Number 564, November 7, 2001
by Phil Schewe, James Riordon, and Ben Stein
The Thinnest Superconducting Wires
The thinnest superconducting wires ever made, only 10 nm wide, have
been used in an experiment showing how the superconducting state gets
extinguished as the wire narrows.
Just as traffic becomes more problematic as you reduce flow on an interstate
from four lanes down to three and then down to two and finally to one
lane, so electron pairs (or Cooper pairs, which constitute the supercurrent)
moving through very thin passages are sensitive to quantum effects not
noticeable in larger wires.
A quantum phase slip (QPS) is one such effect. It is a quantum fluctuation
in which the superconducting wavefunction spontaneously tunnels from
one state into another, a process which results in a momentary voltage,
and therefore a nonzero electrical resistance, even if the temperature
could somehow be reduced to absolute zero.
Armed with thin wires (10-20 nm) consisting of molybdenum-germanium
deposited onto carbon nanotubes, Michael Tinkham (Tinkham@RSJ.Harvard.edu)
and his colleagues at Harvard have conducted the most thorough study
yet made of this phenomenon and have definitely shown that resistance
goes up as the wire gets thinner.
The quantum resistance effect only becomes noticeable for wires below
about 30 nm in size, far smaller than most wires used in today's computers,
so there is no bottleneck yet. Future advanced superconducting computers,
however, might have trouble; by going to lower temperatures you can
eliminate resistivity arising from thermal fluctuations, but not from
quantum fluctuations. (Lau
et al., Physical Review Letters, 19 November 2001.)
Pyroelectric Accelerator
In a pyroelectric crystal held below a critical temperature (the Curie
temperature) heating or cooling causes distortions in the lattice of
atoms which in turn creates strong electric fields at the surface of
the crystal. James Brownridge of the State University of New York at
Binghamton (jdbjdb@binghamton.edu) and Stephen Shafroth of the University
of North Carolina (919-962-3015, shafroth@physics.unc.edu) have used
these electric fields to create stable, self-focused electron beams
with energies as high as 170 keV.
The energy conversion is not especially efficient: inputting watts
of heating energy produces only microwatts of output electron beam energy,
but this might not be important. Pyroelectric crystals (such as those
made of LiNbO3) are widely used as detectors of infrared
and THz radiation, but the discovery by Brownridge that they can also
be used to produce energetic electron beams if heated or cooled in dilute
gas atmospheres means that they can be used to produce x-ray fluorescence
for elemental analysis of complex materials, such as tree leaves, rocks,
air filters, blood samples, etc. Portable economical x-ray fluorescence
is now a real possibility. (Applied
Physics Letters, 12 Nov. 2001; also see Brownridge's website.)

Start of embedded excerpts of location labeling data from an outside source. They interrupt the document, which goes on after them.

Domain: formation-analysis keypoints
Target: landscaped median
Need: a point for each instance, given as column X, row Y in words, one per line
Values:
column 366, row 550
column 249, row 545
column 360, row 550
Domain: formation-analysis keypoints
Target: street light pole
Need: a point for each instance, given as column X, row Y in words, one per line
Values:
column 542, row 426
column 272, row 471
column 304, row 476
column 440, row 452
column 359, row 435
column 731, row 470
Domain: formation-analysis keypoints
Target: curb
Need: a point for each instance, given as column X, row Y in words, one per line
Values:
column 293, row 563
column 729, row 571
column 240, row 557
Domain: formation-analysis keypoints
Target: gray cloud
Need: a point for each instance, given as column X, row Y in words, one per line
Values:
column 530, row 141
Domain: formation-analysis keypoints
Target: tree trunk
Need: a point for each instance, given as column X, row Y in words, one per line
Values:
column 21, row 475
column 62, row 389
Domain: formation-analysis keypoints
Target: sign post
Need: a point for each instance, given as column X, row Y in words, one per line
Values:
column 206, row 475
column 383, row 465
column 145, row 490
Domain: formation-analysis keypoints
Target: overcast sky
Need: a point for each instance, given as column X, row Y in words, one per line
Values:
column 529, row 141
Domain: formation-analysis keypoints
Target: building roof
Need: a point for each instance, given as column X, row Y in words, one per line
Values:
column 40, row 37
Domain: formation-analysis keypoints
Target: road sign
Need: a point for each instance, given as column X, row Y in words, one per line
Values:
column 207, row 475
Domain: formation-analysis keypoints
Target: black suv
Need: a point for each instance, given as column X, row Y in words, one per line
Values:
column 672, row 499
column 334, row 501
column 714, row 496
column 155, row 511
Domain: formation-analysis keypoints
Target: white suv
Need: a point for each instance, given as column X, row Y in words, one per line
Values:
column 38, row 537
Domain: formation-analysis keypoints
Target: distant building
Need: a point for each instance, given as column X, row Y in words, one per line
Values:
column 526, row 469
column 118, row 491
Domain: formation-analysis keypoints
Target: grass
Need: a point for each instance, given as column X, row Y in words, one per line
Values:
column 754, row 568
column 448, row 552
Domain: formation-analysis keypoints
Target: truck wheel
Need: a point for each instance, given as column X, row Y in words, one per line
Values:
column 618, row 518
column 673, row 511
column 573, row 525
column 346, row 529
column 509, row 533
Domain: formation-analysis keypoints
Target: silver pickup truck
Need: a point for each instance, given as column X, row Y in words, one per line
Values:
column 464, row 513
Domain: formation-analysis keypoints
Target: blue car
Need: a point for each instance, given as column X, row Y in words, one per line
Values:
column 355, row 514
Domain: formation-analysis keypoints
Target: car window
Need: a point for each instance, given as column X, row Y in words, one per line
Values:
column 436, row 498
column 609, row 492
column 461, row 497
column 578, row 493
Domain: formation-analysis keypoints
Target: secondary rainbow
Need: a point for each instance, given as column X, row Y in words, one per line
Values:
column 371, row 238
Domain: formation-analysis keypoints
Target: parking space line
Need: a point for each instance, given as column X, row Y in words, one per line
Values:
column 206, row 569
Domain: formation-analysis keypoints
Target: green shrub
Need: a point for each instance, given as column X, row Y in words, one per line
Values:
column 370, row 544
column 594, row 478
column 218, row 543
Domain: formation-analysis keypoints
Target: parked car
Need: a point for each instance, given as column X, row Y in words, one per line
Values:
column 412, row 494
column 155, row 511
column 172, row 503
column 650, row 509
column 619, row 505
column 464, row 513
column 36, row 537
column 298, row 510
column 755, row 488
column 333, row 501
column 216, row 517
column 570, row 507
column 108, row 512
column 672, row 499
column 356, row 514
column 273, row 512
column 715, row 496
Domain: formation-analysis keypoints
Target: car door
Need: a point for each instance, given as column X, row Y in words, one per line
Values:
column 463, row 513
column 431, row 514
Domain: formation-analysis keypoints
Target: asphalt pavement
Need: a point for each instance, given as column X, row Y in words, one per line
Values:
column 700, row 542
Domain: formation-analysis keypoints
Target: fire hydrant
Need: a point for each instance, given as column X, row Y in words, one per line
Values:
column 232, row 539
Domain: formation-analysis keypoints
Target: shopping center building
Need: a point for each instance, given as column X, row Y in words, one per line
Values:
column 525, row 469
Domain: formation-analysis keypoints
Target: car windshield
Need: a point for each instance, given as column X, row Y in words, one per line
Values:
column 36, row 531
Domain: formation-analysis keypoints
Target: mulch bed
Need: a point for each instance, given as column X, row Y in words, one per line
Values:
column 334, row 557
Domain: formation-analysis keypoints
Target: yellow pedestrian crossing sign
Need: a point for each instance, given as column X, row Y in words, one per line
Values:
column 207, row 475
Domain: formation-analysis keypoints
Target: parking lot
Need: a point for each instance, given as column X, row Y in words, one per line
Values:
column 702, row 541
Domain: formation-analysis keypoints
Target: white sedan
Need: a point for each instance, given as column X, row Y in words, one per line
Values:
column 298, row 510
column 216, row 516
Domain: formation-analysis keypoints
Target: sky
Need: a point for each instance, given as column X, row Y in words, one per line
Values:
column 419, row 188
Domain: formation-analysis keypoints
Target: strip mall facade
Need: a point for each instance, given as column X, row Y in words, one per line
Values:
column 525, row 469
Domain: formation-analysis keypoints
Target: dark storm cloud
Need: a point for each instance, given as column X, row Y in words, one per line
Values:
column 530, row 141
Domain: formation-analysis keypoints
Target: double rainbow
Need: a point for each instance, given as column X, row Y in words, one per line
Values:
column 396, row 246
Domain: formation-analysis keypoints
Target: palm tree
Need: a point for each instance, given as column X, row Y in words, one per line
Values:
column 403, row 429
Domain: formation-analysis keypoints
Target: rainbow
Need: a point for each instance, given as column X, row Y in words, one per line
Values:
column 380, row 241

Sound Waves Make Filters Finer
Generally, filters that remove particulates from fluids are limited
by their pore sizes. That is, a filter with millimeter-sized pores isn't
likely to catch many micron-sized particles. On the other hand, a filter
with tiny pores can trap small particles at the expense of inhibiting
fluid flow.
Donald Feke (Case Western Reserve University, dlf4@po.cwru.edu, 216-368-2750),
however, has found a way to reduce the effective pore size in highly
porous media without significantly hindering fluid flow. By applying
a low power acoustic signal to a filter, Feke can trap particles as
much as a hundred times smaller than the nominal filter pore size. An
acoustically aided filter provides relatively little resistance to the
fluid that passes through it, and yet collects particles as efficiently
as a much finer filter. And once the filter has done its job, the trapped
particles can be released at the flip of a switch that cuts off the
acoustical signal (see figure).
The trapping arises because acoustic signals traveling through a porous
material create patterns of standing waves that focus particulate matter
toward certain positions on the walls of the pores. Rather than wending
their way through the filter, particles headed for the focal points
line up to form intricate, stable filaments. In other locations, groups
of particles collect in regions of stability within the pores, where
they orbit for as long as the signal persists.
In addition to novel filter designs, Feke proposes that acoustic manipulation
may lead to efficient material sorting technologies or methods that
aid in assembling microscopic structures. Feke presented
his work at the 73rd Annual Society
of Rheology meeting in Bethesda, Maryland.